Deviation Correction Path Planning Method of Full-Width Horizontal Axis Roadheader Based on Improved Particle Swarm Optimization Algorithm

Aiming at the problem of optimal path planning for deviation correction of full-width horizontal axis roadheader in the confined roadway of the coal mine, a deviation correction path planning method of full-width horizontal axis roadheader based on improved particle swarm optimization (I-PSO) algorithm is proposed. First, according to the driving characteristics of roadheader and deviation correction strategy, the mathematical model of full-width horizontal axis roadheader is established, and the constraints based on pose analysis are determined. Then, taking the shortest total distance from the initial position to the terminal position of roadheader as the objective function of path planning, an optimization model of deviation correction path planning is established. Finally, the I-PSO algorithm is proposed to quickly and accurately solve the deviation correction path model, in order to plan a safe and shorter distance path of full-width horizontal axis roadheader.
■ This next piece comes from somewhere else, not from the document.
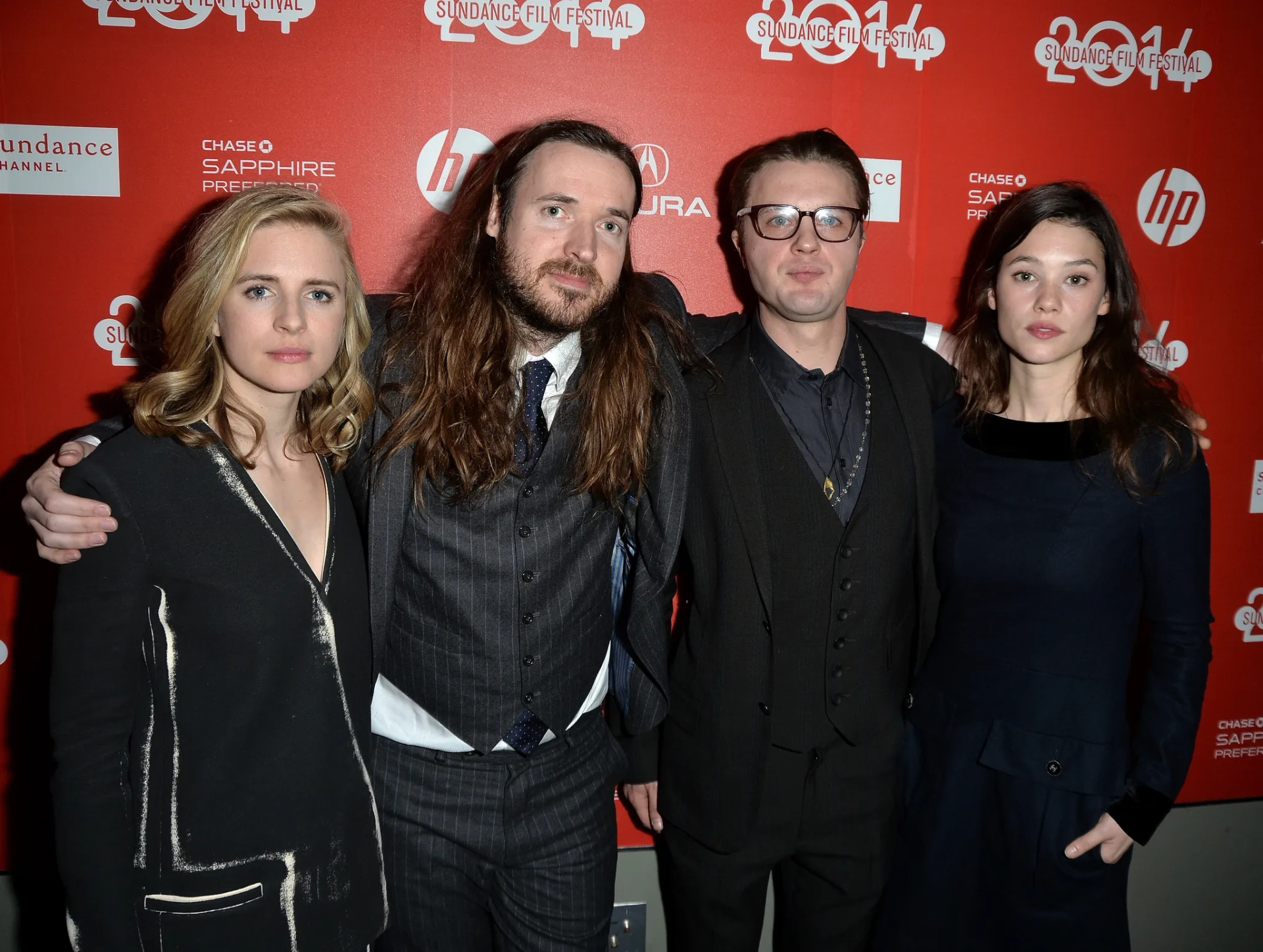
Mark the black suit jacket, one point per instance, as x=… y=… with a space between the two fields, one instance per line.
x=383 y=500
x=722 y=666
In the I-PSO algorithm, the fitness difference of particles is used to dynamically adjust the inertia weight parameters to optimize the exploration of the whole or part of activity space, and the learning factor is adjusted to speed up particle convergence and optimization of particles, and a random factor is introduced to update the position of particles to avoid local traps as much as possible. The performance test of the I-PSO algorithm shows that the I-PSO algorithm is superior to other algorithms. The EJM340/4-2 full-width horizontal axis roadheader is used as the simulation object to verify the effectiveness of the I-PSO algorithm in the deviation correction path planning of roadheader. The simulation results show that the I-PSO algorithm proposed can quickly and accurately plan a safe and shorter distance path than the WPSO algorithm and CPSO algorithm and has better convergence and stability. It has laid a good foundation for the intelligent navigation of full-width horizontal axis roadheader in coal mine.